The mystery of being a 'Yuvaraj'
Posted on: 30 Oct 2010
Sudheer K M
Surprise is a common constituent in many a selection or omission processes. In 1982, it was a bolt from the blue for Yogaraj Singh to operate a new red cherry with the indomitable Kapildev at Basin Reserve, Wellington. The selection indeed was unanticipated and so was the subsequent drop after a solitary appearance. A quarter of a century later, the cricketing society is finding it hard to decide on whether the oversight of his son's exemplary talent has any element of surprise in it.
Yuvaraj himself must be hesitant in summing up the entire state of affairs. For him, it is not just a case of getting the axe for a particular series or two. The annoyance reaches much deeper since the reasons for exclusion may not entirely be his recent form or more precisely, the lack of it. He would be the first to acknowledge that the seven-year long passage was bit of a roller-coaster type. There were more lows than highs for this gifted southpaw to be perturbed. The highs were awe-inspiring, but were unfortunately limited to the shorter versions alone. The vexing lows are to be seen everywhere, more so in the traditional format of the game.
Based on the cricketing logics this would not surprise many, primarily because of the lacklustre way he has approached his test match innings. An average of thirty five in as many matches need not necessarily be a bad return, considering the fact that he batted down the order with the support of a tail, which grossly has been inconsistent. Figures are not betraying him. If one looks at the data alone, it would be hard to appreciate the logic that works against him in each of his exclusions.
It is not the easiest of things to be on par with these stalwarts of Indian top-order. No wonder that Yuvaraj with his given stature and approach, struggles to do justice to the immense talent and flair he possesses. The amazing consistency of the core leaves not much for those who follow. So rarely do they fail to deliver and the crisis that Yuvaraj has to overcome is the fact that on each of such malfunctions, we look forward for a decent repair job and there he may have to emulate certain VVS Laxman who has set some inaccessible bench-marks.
Incidentally, all the three test match hundreds of Yuvaraj came against Pakistan, the first two in Pakistan and the last one in Bangalore. Twice did he bat amidst ruins as the team lost by huge margins. All those hundreds came in the first four years and since December 2007 the magic three figure has been eluding him. His test match tally ever since is 13 with
an aggregate of 640 runs at 32 per innings. Twice he reached agonisingly close to a century but lost in the final sprint.
At twenty nine, Yuvaraj reaches a point of rediscovery. He has to think ahead of the possible flaws in his techniques, which have widely been discussed. He is entitled to ignore or agree to such suggestions as being suspect against the moving balls or high quality slow bowling. His priorities should not limit themselves to prove anybody wrong or to silence a few critics. His bat has scarcely talked for him in the past. The statements need to be strong and definite.
He has never been someone who gets enthused within.

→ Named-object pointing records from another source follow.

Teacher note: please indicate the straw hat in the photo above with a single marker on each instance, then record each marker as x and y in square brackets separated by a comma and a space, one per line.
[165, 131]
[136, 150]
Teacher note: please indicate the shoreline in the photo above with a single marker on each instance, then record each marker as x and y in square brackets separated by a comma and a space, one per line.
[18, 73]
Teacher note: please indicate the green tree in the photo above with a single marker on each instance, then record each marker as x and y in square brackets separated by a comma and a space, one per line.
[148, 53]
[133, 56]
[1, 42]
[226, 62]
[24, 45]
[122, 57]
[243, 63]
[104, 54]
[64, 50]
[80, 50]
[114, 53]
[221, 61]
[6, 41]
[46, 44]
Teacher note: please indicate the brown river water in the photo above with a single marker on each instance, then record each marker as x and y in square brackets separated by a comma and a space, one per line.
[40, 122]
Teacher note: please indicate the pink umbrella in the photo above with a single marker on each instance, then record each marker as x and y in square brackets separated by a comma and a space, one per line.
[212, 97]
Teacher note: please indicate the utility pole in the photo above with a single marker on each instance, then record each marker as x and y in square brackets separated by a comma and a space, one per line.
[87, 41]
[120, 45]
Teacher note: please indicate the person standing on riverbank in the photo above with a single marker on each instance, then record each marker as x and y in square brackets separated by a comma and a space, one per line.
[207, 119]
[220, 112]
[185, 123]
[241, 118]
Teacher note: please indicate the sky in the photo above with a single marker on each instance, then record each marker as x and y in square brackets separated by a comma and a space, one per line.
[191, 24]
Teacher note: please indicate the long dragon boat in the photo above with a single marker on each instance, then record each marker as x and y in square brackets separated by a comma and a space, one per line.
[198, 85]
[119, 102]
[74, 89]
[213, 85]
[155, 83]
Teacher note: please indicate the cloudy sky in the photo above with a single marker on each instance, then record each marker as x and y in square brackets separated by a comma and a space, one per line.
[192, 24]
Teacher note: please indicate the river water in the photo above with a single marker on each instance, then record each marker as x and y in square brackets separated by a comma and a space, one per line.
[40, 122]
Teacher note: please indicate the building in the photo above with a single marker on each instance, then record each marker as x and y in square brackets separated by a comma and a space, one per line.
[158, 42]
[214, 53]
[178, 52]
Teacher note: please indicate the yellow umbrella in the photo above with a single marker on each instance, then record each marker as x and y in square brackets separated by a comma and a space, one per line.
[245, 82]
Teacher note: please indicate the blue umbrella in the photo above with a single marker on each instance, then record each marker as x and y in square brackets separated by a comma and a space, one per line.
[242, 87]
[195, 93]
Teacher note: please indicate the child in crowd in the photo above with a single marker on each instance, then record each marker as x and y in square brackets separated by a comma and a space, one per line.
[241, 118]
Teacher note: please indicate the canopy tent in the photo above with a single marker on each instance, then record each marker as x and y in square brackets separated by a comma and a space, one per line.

The fire came out only when something untoward happened. His initiation to the game itself was a forced one as his father was adamant that he quitted skating and pursued cricket. In 2000 at Nairobi Gymkhana Stadium, he received a thorough dressing down in public from his skipper Saurav Ganguly
during his debut innings. (Never ever, I remember to have witnessed such a harsh treatment handed out an eighteen year old, exclaimed Harsha Bhogle, right after the commercial break! ). It was a baptism by fire for him as the opposition bowling had McGrath, Lee and Gillespie in it.
That innings remains one of the very best that he has ever played. The authority behind each stroke was matchless. It indeed was a treat to watch at that point of time and he hasn't lost an iota either in power or in brutality even after a decade's grind. He is unrivalled when it comes to destruction.
Theoretically, there can't be anything like a limited overs specialist or a test match expert, but the reality may suggest otherwise. Talented cricketers of the past and the present have had troubles in adjusting to the different requirements of the game. Rare fighters like Rahul Dravid succeeded to come out of a specialist's label. There are cases like that of
Michael Slater who despite being a free stroking batsman, failed to fine-tune to the demands of one-day cricket.
It is for Yuvaraj to decide which group he wants to be bracketed along. Talent and dexterity are aplenty. It is just a matter of putting everything in to place. Surprisingly, he is missing out on that straightforward issue. Time still is within his grasp, but is indeed running out. Come on Yuvi! It is high time you acted.